Обезумев от ярости, Огнянов отчаянно вел неравную борьбу вместе с кучкой храбрых товарищей, решив умереть на этой высоте. Его укрепление теперь оставалось единственным пунктом на востоке, еще продолжавшим дымиться.

— Ой, боже! — крикнул кто-то неподалеку.

Вздрогнув от этого крика, Огнянов повернулся влево.

Насмерть пронзенный пулей, Викентий упал навзничь в окопе. Алый поток крови струился по его груди, окрашивая рыхлую землю и смывая его позор.

Дядя Марин отнес труп в сторону под укрытие, рассчитывая, что там его возьмут другие и отнесут в город. Но там уже никого не осталось. Высота была безлюдна…

Опустевшие окопы хранили угрюмое молчание. Только редкие выстрелы с других, еще не простреливаемых высот, к северу и западу от города, вторили — впрочем, без всякой пользы — стрельбе с укрепления Огнянова, привлекавшего к себе вражеские пули, как магнит — железную стружку. Турки толпами продолжали наступать и стреляли беспрерывно. Они осторожно пробирались через виноградники и розовые плантации, отделявшие их от укрепления, и то прятались под случайные укрытия, то ложились, едва заметив, что с какой-нибудь высоты еще стреляют. Они уже занимали покинутые в панике окопы. Вместо повстанцев или их трупов турки находили здесь оружие, патронташи, сумки, одежду и другую добычу. Нашли они и черешневые пушки, доставленные вчера на укрепления, — по две-три на каждое. Все пушки, кроме двух, были заряжены, по никому и в голову не пришло запалить фитили, да и духу на это не хватило.

Теперь турки появились на высотах Шайковца и под самым городом. С улиц его в наступающих посыпались выстрелы, свалившие знаменосца и еще одного человека. Но судьба боя и участь города, уже пылавшего в нескольких местах, были решены в пользу Тосун-бея и его полчищ. С криками и гиканьем турки темным роем обрушились на несчастную Клисуру, как черная стая воронов на свежий труп.

XXXVI. Рада

Как только первые залпы с высот возвестили городу, что роковой бой начался, народ, охваченный безумной паникой, пустился бежать в Копривштицу. Путь туда лежал через Вырлиштницу — узкое среднегорское ущелье, из которого вытекает речка того же названия, впадающая на юго-западной окраине Клисуры в Стара-реку.

Приютившая Раду госпожа Муратлийская наскоро собрала наиболее ценные вещи, решив бросить свой дом и вместе с детьми бежать по примеру других. Она зашла к Раде, чтобы взять и ее с собой. Но, невзирая на все ее уговоры, Рада отказалась за ней последовать. Добрая госпожа Муратлийская, обливаясь слезами, на коленях просила Раду бежать с нею. Как могла она покинуть девушку, когда ей грозила такая страшная участь? Турки уже показались на обрывах у города; каждая минута была дорога.

— Иди, иди, тетя Аница, уведи детей… А меня оставь, умоляю тебя! — настаивала Рада, подталкивая свою хозяйку к двери.

Госпожа Муратлийская, с ужасом взглянув на девушку, безнадежно стиснула руки. В окна уже было видно, как турки спускаются в город. Она не знала, что делать.
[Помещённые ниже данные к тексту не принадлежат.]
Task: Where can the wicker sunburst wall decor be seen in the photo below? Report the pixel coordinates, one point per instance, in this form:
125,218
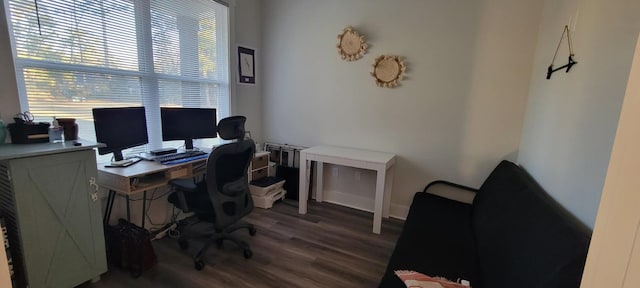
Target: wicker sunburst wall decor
388,70
351,45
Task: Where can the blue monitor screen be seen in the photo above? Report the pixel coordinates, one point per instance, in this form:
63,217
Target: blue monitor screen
120,128
188,124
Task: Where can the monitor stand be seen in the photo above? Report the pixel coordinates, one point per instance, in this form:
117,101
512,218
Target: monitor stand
163,151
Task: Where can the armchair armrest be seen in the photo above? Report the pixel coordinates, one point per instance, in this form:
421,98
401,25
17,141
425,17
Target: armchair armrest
450,190
436,240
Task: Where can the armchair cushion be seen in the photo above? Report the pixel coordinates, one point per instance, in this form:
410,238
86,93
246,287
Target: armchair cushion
441,250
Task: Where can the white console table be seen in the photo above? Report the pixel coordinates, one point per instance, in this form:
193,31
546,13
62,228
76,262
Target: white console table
380,162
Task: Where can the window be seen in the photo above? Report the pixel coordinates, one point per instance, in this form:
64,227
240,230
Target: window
74,55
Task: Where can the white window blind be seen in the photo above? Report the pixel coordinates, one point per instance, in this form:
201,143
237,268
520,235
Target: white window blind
75,55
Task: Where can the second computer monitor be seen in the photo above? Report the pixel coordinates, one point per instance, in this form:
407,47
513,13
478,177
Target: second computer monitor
187,124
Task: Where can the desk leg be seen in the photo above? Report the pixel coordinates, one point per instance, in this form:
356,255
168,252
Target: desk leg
128,210
107,212
319,180
377,212
303,186
144,206
388,187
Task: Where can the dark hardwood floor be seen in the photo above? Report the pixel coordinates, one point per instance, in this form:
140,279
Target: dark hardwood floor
330,246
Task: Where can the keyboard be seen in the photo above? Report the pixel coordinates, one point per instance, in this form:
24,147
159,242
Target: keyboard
177,156
183,160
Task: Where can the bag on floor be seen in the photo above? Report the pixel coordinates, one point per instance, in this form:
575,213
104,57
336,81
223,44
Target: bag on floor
129,247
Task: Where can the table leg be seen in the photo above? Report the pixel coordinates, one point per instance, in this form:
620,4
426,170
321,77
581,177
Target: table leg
388,187
144,206
379,198
128,210
303,186
319,180
107,212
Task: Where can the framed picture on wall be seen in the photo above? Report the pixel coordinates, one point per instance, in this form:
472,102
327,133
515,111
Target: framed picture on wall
246,65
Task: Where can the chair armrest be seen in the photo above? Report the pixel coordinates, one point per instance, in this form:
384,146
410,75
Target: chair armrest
450,190
180,186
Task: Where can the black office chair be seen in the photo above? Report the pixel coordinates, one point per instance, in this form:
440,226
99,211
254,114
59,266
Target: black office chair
223,197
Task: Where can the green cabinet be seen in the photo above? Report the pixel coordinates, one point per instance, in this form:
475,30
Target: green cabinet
53,216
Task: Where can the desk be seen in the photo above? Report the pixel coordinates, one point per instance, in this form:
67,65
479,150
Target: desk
140,177
380,162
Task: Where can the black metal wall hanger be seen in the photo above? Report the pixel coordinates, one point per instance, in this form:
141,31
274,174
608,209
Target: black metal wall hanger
571,62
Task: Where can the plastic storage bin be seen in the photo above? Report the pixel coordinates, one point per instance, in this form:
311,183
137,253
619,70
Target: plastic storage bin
266,201
266,185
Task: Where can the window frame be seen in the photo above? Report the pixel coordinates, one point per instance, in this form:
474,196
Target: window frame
148,78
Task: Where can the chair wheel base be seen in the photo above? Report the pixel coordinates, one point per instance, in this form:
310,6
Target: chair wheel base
247,253
184,245
199,264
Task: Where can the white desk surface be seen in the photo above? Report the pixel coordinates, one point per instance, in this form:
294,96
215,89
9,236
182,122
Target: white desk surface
351,153
381,162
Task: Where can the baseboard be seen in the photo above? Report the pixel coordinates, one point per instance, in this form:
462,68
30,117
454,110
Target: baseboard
398,211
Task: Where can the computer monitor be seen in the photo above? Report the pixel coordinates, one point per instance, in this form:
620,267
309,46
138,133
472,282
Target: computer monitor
187,124
119,129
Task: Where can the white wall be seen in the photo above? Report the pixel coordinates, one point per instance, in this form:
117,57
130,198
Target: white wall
614,253
458,113
247,99
572,118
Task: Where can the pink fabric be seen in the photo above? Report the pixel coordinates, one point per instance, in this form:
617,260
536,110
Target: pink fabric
418,280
Видно, только отчаяние могло довести девушку до такого безумного упрямства. Так оно и было: Рада впала в глубочайшее отчаяние.
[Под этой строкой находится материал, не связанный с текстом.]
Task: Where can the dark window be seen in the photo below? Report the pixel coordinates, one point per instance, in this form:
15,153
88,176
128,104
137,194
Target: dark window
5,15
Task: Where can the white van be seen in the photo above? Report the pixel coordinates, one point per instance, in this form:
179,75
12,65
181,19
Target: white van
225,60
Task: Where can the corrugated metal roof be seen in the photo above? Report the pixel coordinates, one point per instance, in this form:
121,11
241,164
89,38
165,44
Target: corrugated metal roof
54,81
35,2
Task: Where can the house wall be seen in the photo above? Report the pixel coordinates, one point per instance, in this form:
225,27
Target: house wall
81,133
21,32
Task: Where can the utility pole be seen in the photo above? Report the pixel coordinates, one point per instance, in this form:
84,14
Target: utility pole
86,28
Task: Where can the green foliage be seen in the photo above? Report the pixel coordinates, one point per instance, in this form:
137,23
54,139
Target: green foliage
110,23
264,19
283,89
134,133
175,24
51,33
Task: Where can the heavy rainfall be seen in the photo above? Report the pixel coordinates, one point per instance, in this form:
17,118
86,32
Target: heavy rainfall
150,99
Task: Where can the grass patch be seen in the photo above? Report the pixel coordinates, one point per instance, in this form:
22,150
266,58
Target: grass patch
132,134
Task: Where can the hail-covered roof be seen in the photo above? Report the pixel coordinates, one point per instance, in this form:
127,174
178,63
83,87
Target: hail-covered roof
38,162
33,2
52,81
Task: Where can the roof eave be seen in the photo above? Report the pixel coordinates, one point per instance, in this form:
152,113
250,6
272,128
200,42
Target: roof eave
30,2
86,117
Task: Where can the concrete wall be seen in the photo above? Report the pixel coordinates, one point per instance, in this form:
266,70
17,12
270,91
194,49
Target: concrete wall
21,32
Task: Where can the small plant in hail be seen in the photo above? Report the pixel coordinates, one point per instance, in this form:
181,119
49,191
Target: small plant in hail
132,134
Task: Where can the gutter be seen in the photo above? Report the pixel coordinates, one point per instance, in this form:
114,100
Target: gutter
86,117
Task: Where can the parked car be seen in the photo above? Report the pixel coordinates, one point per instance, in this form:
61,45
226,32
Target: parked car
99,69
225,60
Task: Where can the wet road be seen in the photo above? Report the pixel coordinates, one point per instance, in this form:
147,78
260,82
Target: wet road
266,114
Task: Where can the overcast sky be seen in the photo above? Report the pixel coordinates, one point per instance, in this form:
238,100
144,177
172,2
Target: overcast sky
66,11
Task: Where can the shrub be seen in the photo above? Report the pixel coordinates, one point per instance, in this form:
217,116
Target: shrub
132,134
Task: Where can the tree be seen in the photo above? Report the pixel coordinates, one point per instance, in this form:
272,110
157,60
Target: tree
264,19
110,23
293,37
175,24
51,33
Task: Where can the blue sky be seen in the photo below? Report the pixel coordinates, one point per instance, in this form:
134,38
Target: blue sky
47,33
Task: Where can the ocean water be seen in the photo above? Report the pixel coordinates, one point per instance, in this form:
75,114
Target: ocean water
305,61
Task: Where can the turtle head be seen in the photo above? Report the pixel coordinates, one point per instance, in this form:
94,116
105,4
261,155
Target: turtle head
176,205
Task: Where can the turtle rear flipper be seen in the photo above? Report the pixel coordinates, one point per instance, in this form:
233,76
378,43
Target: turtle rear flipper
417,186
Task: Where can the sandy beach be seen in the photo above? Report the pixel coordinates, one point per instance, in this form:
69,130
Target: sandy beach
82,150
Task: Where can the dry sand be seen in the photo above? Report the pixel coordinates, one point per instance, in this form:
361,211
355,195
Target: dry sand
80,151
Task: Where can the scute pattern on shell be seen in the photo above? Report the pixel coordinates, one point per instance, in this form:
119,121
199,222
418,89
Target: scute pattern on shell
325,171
С той минуты, как произошло то ужасное столкновение между Огняновым и студентом, она все время чувствовала себя убитой, раздавленной тяжестью презрения своего возлюбленного. В первую минуту она была так ошеломлена, что не смогла оправдаться, а больше она не видела Огнянова. Значит, Огнянов доныне остается в ужасном заблуждении, доныне испытывает к ней отвращение и беспредельную ненависть… Если он погибнет в бою, он умрет с проклятием на устах, в жестоких, нестерпимых нравственных муках. Раду эта мысль приводила в ужас. У нее не было ни минуты покоя. Она знала, что могла бы сразу же рассеять его подозрения и успокоить его; могла бы, но не сделала этого, и теперь мучилась угрызениями совести. Этот благородный человек умрет неумиротворенный, с отчаянием в душе, думала она; ведь он для того и пошел в бой, чтобы умереть, — он не боится смерти. И она, Рада, обязана была хотя бы постараться, чтобы он умер спокойно, утешенный сознанием, что он любим, обожаем… А может быть, она обязана вырвать его из когтей смерти — сохранить для себя и для родины. Ведь если бы он верил в ее любовь, он не стал бы искать гибели…

Но все эти дни Огнянов не появлялся в городе. Напрасно Рада пыталась под разными предлогами — и не раз — проникнуть в окопы, чтоб хоть на минуту увидеть Бойчо, — пусть бы даже лишь для того, чтобы встретить его негодующий огненный взгляд; но ее упорно отказывались пустить на укрепления.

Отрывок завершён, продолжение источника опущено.